## Notebook Magic

In [None]:
%matplotlib inline
%load_ext autoreload

## Imports

In [None]:
import os
import yaml
import pandas as pd
from sqlalchemy import *
import matplotlib.pyplot as plt
import seaborn as sns

## SQL Connection

In [None]:
pg_cred = yaml.load(open("../conf/local/credentials.yml"), Loader=yaml.FullLoader)

In [None]:
url = 'postgresql://{}:{}@{}:{}/{}'
url = url.format(pg_cred["pg_user"], pg_cred["pg_pass"], pg_cred["pg_host"], 5432, "iefp")
con = create_engine(url, client_encoding='utf8')
meta = MetaData(bind=con, reflect=True)

## Get Pedidos Table

In [None]:
ped_cols = yaml.load(open("../conf/base/sigae_columns.yml"), Loader=yaml.FullLoader)["pedidos"]
table = 'pedidos'

## Distribution of reasons for signing up

In [None]:
%%time
sql = """
select {}
from {}
where "tipo_movimento" = 11
order by "ano_mes" desc
limit 1000000
""".format(', '.join(ped_cols), "pedidos")

df = pd.read_sql(sql, con)

In [None]:
cols = '*'
table = 'motivos_inscricao'
sql = """
select {}
from {}
""".format(', '.join(cols), table)
df_motivos_inscricao = pd.read_sql(sql, con)

In [None]:
df_register = df.merge(df_motivos_inscricao, left_on="motivo_inscricao", right_on="cmotivo_inscricao")
hist = df_register["dmotivo_inscricao"].value_counts()/len(df_register)
hist.plot.barh(figsize=(12,8), title="Distribution of Registering Reasons")

## Distribution of reason for cancelling registration

In [None]:
%%time
sql = """
select {}
from {}
where "tipo_movimento" = 31
order by "ano_mes" desc
limit 1000000
""".format(', '.join(ped_cols), "pedidos")

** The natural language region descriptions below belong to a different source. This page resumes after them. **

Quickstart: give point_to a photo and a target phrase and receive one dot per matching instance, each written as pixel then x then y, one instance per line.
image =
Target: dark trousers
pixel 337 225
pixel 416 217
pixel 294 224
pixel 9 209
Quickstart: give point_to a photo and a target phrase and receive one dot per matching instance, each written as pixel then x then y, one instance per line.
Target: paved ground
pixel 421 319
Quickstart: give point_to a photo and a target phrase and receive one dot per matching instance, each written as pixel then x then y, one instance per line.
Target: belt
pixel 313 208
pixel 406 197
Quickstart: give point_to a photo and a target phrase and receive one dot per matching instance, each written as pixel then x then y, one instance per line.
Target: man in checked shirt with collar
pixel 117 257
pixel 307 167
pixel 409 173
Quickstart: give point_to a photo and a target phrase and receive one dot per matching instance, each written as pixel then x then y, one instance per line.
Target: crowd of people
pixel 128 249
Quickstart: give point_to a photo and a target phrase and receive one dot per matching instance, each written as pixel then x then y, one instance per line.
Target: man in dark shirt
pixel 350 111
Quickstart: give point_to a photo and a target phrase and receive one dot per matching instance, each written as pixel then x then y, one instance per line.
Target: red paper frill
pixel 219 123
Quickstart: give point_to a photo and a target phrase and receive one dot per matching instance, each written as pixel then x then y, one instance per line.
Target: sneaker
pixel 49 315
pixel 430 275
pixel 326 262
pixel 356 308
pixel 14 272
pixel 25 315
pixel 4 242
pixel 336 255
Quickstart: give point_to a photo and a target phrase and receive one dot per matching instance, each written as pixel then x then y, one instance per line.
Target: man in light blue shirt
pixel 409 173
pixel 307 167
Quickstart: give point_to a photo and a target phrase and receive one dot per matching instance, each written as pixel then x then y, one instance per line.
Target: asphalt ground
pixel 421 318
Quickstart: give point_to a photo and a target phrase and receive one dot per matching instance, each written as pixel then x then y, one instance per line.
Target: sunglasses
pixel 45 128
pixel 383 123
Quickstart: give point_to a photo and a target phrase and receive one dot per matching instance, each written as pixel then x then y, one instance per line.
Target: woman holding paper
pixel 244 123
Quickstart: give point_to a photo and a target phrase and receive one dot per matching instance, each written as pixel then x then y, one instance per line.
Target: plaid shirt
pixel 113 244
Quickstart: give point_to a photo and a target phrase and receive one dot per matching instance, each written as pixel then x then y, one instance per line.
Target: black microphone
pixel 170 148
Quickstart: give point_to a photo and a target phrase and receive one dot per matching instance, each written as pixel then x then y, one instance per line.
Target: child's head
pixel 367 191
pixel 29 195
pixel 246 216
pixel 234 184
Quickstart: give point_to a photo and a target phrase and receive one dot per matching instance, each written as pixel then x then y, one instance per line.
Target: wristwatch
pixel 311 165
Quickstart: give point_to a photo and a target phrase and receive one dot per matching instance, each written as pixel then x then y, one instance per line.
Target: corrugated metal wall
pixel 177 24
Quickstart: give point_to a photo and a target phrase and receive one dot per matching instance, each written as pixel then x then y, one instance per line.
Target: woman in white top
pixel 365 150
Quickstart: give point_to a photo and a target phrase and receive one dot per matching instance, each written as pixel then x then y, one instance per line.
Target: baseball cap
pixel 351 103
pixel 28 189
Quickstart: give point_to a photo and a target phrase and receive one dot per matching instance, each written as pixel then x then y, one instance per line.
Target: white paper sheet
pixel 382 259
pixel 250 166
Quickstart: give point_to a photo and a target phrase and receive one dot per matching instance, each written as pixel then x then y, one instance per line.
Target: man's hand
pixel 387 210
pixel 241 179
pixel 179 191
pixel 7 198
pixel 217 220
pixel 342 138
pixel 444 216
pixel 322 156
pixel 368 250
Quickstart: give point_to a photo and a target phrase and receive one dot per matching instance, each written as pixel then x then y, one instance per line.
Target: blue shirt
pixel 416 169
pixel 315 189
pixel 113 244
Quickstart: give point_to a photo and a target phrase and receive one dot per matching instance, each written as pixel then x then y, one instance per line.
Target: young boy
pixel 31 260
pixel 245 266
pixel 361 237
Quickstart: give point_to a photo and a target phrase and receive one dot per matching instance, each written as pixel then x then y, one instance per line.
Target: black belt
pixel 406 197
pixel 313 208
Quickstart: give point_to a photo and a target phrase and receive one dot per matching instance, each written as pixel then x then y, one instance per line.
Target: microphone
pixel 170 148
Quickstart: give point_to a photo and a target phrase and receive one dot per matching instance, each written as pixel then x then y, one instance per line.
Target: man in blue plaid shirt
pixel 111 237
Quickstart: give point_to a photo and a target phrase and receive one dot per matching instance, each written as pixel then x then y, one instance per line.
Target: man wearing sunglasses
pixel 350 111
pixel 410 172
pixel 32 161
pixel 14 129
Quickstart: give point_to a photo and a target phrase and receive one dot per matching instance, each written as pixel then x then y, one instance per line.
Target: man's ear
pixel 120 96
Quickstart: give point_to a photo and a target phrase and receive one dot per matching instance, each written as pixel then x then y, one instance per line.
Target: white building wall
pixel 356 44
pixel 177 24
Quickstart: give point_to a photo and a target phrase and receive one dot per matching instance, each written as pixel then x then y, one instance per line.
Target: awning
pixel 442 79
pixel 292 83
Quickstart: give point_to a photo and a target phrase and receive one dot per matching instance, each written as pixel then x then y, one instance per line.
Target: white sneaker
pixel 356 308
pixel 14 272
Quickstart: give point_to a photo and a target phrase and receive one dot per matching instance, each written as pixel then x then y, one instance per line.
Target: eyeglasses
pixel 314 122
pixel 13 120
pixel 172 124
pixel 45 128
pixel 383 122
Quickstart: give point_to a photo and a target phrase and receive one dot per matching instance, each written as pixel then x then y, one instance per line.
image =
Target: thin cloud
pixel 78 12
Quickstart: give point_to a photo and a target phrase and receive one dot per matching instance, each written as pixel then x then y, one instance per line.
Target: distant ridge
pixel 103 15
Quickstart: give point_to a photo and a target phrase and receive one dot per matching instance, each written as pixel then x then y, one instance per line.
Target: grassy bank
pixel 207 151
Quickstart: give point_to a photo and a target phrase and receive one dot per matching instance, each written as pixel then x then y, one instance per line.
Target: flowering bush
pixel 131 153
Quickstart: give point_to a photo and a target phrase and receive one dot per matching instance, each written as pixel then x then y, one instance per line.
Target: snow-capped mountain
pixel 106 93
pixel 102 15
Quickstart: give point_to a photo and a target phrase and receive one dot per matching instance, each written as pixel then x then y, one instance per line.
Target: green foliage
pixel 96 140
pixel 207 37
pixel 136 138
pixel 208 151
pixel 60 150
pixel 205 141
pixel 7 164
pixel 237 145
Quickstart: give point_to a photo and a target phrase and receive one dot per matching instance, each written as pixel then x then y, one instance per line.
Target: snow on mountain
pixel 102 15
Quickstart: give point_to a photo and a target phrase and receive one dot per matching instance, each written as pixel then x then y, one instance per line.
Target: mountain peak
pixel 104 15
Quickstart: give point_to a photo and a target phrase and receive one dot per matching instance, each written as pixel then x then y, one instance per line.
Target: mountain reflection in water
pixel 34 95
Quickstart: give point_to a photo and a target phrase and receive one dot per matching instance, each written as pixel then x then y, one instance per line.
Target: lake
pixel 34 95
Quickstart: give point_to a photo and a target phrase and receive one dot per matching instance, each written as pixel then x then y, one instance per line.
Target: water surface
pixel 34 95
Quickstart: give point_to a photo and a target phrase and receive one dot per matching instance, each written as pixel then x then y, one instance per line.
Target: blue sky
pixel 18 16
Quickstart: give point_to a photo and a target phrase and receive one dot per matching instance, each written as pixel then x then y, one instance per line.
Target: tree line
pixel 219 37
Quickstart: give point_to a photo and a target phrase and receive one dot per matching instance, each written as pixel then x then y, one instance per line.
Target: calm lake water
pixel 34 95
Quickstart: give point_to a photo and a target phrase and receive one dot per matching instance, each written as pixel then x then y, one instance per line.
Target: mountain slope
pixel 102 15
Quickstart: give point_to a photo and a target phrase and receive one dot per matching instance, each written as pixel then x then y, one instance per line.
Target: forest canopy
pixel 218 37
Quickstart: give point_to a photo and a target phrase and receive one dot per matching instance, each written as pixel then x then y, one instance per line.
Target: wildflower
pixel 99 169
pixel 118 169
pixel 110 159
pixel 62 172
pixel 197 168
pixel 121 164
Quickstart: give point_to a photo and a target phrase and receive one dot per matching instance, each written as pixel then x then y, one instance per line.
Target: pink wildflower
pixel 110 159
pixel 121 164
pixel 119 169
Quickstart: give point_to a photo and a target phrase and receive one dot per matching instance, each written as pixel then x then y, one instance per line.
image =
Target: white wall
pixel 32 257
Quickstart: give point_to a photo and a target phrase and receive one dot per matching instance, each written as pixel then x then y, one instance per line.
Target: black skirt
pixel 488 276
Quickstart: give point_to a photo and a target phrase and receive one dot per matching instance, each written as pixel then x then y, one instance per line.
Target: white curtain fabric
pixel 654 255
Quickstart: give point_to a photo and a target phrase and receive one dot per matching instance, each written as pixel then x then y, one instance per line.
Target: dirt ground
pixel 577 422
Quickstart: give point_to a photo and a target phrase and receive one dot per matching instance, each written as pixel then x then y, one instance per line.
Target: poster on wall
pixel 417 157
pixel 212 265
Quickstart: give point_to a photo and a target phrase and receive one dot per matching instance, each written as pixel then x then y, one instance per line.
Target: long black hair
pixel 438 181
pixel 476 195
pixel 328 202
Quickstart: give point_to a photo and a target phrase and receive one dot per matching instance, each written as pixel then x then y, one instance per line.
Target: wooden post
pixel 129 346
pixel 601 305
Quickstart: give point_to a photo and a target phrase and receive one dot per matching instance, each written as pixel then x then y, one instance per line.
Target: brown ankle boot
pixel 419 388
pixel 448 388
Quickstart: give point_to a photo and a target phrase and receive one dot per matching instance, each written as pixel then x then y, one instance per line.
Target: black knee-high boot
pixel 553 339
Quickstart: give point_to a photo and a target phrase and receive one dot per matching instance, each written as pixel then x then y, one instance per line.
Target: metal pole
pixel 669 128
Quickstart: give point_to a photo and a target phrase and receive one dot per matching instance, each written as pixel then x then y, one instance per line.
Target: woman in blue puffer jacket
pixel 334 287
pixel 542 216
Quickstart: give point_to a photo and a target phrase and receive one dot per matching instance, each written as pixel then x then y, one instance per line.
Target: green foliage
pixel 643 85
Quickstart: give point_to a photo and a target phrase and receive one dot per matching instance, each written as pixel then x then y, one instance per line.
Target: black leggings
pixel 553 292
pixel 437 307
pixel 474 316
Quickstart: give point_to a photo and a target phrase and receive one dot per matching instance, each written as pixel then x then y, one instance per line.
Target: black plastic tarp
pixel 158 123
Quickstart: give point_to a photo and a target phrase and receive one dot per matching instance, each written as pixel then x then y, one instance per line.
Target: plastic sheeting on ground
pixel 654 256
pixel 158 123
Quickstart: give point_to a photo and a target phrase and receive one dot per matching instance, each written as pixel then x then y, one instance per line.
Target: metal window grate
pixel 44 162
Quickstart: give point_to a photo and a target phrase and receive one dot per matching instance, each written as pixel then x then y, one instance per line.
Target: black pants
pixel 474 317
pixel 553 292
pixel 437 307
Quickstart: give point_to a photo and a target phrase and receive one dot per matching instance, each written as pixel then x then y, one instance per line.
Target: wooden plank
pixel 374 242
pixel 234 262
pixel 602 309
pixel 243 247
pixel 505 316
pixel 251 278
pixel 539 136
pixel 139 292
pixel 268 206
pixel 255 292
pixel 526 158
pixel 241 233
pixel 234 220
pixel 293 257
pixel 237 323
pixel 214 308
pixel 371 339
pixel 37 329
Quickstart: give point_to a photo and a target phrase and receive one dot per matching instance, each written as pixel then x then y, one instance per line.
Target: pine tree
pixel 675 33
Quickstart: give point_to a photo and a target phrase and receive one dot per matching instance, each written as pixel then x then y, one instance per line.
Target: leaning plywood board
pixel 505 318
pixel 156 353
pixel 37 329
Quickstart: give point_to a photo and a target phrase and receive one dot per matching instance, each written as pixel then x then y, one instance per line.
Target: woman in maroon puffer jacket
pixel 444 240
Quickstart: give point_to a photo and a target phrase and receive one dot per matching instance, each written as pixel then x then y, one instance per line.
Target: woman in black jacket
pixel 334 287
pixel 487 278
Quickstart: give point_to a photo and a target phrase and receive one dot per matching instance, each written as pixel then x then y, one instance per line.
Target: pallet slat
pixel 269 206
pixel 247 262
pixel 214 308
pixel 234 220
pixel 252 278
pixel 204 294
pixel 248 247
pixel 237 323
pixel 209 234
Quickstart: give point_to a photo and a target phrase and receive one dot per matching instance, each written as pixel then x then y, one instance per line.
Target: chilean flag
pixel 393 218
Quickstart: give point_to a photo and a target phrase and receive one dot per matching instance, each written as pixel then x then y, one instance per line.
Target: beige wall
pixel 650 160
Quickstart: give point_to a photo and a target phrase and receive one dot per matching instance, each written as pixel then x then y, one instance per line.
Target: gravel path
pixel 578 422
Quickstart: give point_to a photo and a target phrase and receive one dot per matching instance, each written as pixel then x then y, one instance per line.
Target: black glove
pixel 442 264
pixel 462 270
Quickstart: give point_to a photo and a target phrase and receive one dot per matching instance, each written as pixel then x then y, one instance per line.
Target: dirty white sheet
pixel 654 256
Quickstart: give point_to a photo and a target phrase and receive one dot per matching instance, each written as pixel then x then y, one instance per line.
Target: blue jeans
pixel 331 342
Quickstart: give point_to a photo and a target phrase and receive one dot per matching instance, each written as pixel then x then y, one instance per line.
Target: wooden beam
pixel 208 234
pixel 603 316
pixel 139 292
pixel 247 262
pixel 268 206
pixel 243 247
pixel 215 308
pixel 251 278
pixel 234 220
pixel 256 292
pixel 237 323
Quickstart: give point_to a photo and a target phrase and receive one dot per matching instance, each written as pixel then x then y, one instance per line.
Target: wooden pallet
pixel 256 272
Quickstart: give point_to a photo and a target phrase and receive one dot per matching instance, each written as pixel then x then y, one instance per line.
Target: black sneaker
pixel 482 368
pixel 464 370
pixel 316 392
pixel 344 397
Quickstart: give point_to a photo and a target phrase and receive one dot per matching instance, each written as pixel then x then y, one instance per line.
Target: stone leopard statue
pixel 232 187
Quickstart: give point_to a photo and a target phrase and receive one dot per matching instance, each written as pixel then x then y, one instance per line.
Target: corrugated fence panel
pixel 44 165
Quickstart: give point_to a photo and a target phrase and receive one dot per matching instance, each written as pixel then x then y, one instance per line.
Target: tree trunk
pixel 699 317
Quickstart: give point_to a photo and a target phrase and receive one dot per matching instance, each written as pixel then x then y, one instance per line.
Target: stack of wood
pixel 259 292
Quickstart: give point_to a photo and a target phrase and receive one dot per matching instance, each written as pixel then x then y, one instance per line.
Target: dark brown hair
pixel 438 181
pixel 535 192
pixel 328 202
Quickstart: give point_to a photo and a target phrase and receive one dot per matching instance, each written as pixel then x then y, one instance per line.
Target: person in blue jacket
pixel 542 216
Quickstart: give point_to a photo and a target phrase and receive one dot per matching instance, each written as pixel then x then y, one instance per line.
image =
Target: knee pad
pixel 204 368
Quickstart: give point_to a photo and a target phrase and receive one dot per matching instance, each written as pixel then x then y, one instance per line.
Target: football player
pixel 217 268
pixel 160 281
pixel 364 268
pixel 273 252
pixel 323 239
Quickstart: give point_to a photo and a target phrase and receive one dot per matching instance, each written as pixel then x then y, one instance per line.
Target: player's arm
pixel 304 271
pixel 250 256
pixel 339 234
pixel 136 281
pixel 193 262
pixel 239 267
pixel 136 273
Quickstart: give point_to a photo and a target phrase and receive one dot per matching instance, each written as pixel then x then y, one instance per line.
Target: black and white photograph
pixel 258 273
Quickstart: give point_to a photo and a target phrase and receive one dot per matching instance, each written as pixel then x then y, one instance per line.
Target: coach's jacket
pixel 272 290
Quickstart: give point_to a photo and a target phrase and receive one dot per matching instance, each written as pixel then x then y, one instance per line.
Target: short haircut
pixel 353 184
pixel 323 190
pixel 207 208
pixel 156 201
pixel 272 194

df = pd.read_sql(sql, con)

In [None]:
cols = '*'
table = 'motivos_anulacao'
sql = """
select {}
from {}
""".format(', '.join(cols), table)
df_motivos_anulacao = pd.read_sql(sql, con)

In [None]:
df_exit = df.copy()
df_cancel = df_exit.merge(df_motivos_anulacao, left_on="motivo_anulacao", right_on="cmotivo_anulacao")
hist = df_cancel["dmotivo_anulacao"].value_counts()/len(df_cancel)
hist.plot.barh(figsize=(12,8), title="Distribution of Exit Reasons");

## Monthly Registers, Exits and Placements

In [None]:
%%time
sql = """
select ano_mes, tipo_movimento, count(*)
from pedidos
where tipo_movimento = 31 or tipo_movimento = 21 or tipo_movimento = 11
group by ano_mes, tipo_movimento
"""
df = pd.read_sql(sql, con)

In [None]:
df_flow = df.copy()
df_flow = df_flow.pivot(index='ano_mes', columns='tipo_movimento', values='count').reset_index()
df_flow["ano_mes"] = pd.to_datetime(df_flow["ano_mes"].astype("int").astype("str"), format="%Y%m")
df_flow = df_flow.set_index("ano_mes")
df_flow = df_flow.rolling(3).mean()
df_flow.plot(figsize=(12,8), title="Monthly Registers (11), Exits (31) and IEFP Placements (21)");